L’album promis depuis près de quatre ans, Exode, ne pouvait voir le jour sans préparation : L’époque est piégée, c’est l’ère des métamorphoses, de la violence masquée, d’une épidémie qui chamboule les codes de vie. Keny Arkana a dû trouver un nouvel équilibre, celui de l’indépendance. Depuis chez elle, à Marseille, où elle a installé son studio, elle a posé son « cri silencieux comme la nuit sous une lune d’argent ». Le nom du projet ? Avant L’Exode. Comme le teaser d’un album majeur, avec en première sortie « J’Sais Pas faire Autrement », où la rappeuse au « cœur esquinté mais blindé » kicke des lyrics militants et parle « pour de vrai, pas pour plaire », refusant les dictats de la mode et ne reculant jamais devant un instrumental puissant, qu’il soit sous influence drill ou old school.
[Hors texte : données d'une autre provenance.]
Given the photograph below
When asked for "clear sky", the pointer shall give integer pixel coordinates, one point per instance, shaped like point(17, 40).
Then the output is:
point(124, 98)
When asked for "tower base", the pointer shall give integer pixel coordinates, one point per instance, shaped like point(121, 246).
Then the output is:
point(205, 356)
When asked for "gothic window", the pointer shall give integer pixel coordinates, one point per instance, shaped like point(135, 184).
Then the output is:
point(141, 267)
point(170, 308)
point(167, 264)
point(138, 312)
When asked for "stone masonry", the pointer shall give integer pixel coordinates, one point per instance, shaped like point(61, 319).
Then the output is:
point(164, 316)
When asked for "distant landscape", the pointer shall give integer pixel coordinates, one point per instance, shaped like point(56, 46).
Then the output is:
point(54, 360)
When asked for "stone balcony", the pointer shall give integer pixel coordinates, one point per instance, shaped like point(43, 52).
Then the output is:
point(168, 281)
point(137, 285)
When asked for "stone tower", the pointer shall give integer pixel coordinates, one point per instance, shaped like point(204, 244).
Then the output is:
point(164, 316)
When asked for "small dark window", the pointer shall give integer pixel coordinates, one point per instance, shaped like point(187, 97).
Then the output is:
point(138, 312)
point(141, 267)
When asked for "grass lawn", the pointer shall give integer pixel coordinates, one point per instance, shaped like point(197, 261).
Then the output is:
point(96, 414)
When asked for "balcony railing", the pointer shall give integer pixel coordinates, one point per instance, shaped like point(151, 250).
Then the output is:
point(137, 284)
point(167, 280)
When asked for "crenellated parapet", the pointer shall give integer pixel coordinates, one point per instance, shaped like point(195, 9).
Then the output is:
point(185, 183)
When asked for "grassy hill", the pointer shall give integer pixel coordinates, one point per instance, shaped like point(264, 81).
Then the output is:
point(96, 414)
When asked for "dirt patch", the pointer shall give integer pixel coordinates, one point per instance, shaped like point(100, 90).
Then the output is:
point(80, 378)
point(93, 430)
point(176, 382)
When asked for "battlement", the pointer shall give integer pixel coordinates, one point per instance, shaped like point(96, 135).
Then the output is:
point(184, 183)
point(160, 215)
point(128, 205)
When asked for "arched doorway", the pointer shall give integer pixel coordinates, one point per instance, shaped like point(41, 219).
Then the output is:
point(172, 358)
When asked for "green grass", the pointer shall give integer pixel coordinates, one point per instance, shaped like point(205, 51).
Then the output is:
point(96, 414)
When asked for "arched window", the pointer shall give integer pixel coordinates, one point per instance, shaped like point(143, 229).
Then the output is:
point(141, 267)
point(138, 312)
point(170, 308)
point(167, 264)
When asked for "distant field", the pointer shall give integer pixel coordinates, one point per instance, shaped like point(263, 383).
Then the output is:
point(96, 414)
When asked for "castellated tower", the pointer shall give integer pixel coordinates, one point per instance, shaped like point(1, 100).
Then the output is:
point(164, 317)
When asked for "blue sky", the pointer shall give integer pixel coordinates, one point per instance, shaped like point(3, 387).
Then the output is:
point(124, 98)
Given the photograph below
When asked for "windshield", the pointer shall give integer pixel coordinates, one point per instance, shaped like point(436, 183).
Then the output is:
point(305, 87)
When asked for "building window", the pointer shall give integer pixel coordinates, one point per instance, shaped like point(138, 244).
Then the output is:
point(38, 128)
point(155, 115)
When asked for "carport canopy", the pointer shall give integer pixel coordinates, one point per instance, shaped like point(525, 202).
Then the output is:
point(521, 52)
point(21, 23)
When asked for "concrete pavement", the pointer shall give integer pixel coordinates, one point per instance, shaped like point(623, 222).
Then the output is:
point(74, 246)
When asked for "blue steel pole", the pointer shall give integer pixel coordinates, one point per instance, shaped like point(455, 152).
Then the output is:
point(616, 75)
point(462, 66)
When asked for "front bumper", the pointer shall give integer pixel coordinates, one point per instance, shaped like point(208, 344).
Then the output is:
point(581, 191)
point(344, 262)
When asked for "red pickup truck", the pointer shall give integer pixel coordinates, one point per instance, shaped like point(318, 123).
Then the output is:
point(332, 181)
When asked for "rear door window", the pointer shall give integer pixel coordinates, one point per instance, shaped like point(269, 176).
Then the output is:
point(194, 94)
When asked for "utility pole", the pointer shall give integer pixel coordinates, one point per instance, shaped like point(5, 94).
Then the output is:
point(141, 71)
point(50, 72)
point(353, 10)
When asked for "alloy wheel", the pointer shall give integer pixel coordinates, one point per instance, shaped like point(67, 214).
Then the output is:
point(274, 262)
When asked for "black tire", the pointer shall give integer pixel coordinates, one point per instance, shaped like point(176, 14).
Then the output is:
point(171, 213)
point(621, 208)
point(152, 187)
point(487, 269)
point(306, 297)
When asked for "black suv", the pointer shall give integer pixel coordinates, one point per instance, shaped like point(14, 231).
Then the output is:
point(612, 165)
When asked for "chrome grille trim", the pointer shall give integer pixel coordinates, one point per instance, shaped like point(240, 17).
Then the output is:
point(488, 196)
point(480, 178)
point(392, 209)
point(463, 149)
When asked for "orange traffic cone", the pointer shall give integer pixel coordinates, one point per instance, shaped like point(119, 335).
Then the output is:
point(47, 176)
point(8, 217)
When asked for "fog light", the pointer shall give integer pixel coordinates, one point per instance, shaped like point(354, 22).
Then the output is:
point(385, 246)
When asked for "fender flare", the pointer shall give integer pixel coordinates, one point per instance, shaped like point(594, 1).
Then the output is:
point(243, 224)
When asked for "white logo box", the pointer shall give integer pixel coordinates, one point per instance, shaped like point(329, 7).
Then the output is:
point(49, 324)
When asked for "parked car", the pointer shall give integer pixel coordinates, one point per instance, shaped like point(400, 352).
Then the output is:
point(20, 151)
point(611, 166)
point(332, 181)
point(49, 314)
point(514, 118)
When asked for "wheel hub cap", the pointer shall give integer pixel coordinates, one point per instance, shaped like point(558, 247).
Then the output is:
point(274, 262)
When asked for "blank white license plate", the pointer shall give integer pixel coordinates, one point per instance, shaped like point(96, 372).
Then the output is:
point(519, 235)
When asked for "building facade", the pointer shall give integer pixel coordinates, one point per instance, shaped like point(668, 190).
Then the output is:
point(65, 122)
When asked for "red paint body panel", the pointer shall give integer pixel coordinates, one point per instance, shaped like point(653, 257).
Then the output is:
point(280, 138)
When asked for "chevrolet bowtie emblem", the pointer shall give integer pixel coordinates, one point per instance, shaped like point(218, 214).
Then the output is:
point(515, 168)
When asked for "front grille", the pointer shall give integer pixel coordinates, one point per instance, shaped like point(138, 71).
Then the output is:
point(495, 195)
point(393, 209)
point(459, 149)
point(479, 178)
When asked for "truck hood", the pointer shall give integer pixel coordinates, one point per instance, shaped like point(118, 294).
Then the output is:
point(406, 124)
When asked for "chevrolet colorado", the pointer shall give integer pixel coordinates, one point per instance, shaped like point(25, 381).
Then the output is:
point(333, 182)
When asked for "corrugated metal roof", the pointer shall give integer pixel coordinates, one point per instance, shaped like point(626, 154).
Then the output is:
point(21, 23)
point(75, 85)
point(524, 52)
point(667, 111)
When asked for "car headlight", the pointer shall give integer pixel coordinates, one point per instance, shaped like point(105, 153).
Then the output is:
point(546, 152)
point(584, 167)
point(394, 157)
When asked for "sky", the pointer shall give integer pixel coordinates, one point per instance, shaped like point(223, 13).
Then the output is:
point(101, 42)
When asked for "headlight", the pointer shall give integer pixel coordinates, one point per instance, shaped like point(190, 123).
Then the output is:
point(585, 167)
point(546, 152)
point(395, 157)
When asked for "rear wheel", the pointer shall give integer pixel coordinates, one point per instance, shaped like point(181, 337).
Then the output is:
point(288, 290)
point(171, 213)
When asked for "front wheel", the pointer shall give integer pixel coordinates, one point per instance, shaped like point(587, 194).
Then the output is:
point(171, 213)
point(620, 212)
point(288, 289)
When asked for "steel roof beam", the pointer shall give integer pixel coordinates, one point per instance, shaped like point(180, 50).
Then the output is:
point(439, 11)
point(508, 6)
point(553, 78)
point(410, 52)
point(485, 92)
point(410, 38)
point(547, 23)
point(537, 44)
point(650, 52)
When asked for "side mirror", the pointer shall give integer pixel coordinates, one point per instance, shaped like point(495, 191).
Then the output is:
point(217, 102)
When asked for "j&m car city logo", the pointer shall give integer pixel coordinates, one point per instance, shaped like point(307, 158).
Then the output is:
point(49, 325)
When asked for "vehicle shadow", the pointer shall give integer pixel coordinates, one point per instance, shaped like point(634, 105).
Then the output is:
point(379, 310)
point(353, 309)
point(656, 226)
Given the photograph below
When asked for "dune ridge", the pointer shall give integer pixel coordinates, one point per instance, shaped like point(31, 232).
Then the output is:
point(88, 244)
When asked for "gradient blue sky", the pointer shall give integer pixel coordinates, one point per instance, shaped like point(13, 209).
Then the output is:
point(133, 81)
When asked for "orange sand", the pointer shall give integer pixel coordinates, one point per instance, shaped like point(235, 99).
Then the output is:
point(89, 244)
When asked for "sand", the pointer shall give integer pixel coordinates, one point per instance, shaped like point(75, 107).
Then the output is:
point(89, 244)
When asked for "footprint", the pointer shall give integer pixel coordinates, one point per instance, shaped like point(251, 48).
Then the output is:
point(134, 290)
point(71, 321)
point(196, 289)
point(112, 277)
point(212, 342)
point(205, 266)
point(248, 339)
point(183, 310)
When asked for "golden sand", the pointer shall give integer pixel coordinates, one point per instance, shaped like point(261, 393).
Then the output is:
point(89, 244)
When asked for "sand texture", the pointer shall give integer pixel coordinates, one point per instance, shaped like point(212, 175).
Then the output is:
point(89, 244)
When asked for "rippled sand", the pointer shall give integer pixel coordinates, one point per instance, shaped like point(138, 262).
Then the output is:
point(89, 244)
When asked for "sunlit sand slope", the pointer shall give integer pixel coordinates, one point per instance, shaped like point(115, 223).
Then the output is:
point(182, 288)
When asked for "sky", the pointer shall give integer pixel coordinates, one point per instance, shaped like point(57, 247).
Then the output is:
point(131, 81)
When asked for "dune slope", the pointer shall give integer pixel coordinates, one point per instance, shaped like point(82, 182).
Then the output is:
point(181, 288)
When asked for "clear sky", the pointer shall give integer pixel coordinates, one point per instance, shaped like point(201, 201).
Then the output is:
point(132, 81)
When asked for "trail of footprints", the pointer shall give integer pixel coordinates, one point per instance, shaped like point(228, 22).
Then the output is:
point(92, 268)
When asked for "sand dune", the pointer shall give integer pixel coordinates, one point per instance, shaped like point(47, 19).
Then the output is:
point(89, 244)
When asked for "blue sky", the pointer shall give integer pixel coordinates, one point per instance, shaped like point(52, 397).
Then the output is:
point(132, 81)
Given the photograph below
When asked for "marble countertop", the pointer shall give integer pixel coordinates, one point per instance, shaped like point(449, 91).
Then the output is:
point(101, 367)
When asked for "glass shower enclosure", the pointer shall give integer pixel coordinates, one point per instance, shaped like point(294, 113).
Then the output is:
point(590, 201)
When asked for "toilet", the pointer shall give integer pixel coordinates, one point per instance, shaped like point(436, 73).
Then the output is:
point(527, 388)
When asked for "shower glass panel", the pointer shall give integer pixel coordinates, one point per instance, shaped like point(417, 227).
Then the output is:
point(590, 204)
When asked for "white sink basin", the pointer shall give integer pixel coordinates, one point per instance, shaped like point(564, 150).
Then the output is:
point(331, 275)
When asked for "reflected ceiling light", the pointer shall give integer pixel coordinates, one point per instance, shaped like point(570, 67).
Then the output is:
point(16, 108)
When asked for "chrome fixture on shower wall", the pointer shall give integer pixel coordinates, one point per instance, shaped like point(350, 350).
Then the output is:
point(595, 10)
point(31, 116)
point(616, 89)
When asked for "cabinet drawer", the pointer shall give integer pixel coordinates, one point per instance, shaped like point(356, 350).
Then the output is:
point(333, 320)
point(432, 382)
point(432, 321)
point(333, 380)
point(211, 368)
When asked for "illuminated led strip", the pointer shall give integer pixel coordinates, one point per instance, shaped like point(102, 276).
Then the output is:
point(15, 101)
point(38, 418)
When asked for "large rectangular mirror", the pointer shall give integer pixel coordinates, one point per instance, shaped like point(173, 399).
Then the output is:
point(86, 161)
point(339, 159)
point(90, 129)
Les titres se succèdent sur YouTube et les plateformes de streaming, dévoilant de nouvelles thématiques : Ode à la solidarité dans « Viens Mon Frère » dont elle a signé la prod’, coup de gueule contre « les connards, les commères, les cyniques, ceux qui abusent du pouvoir comme les flics, les ministres » dans « On Les Emmerde », tableau d’un « siècle aux couleurs de l’apocalypse » dans « Anomalie ». Keny lâche les chiens de la révolte dans « Violence Masquée » au slogan puissant, « Aucune confiance en leur monde malsain ».

Au fil des semaines, Avant L’Exode prend forme. Les tracks s’accumulent, et Keny tutoie les étoiles avec des chansons aussi puissantes que « Comme Un Aimant », « entre le trop-plein et le néant, (…) Le quartier dans la peau dans chaque élan ». Dans « Boussole », elle dresse le tableau d’un monde « violent comme l’apologie aryenne ». Si Keny a toujours le rap tranchant et les mots aiguisés, elle sait aussi utiliser la puissance de la voix chantée. « C’est vrai, j’ai toujours un peu chantonné, j’ai beaucoup de mélodies dans la tête » concède-t-elle. La preuve est faite avec des titres comme « Enfant De L’Insomnie », expression parfaite de cette dichotomie entre chant et rap. « En Direct De L’Asphyxie » a un arrière-goût amer, triste constat d’une « fille du vent » qui a « traversé trop de déserts sous tempêtes avec sa propre foi pour lanterne, parce que le monde tourne à l’envers ».

Keny, « enfant des étoiles », parle aux fantômes et combat ses démons. « Si je n’avais pas eu une vie cabossée, je n’aurais peut-être pas été dans le rap ». Elle parle pour les siens, pour sa ville de Marseille, affiche une éthique humaniste et surtout, nous offre l’expression d’une émotion unique, celle d’une grande artiste. Avant L’Exode, c’est l’électrochoc venu de Marseille.

Cette fois c’est sûr, Keny Arkana est de retour. Il était temps.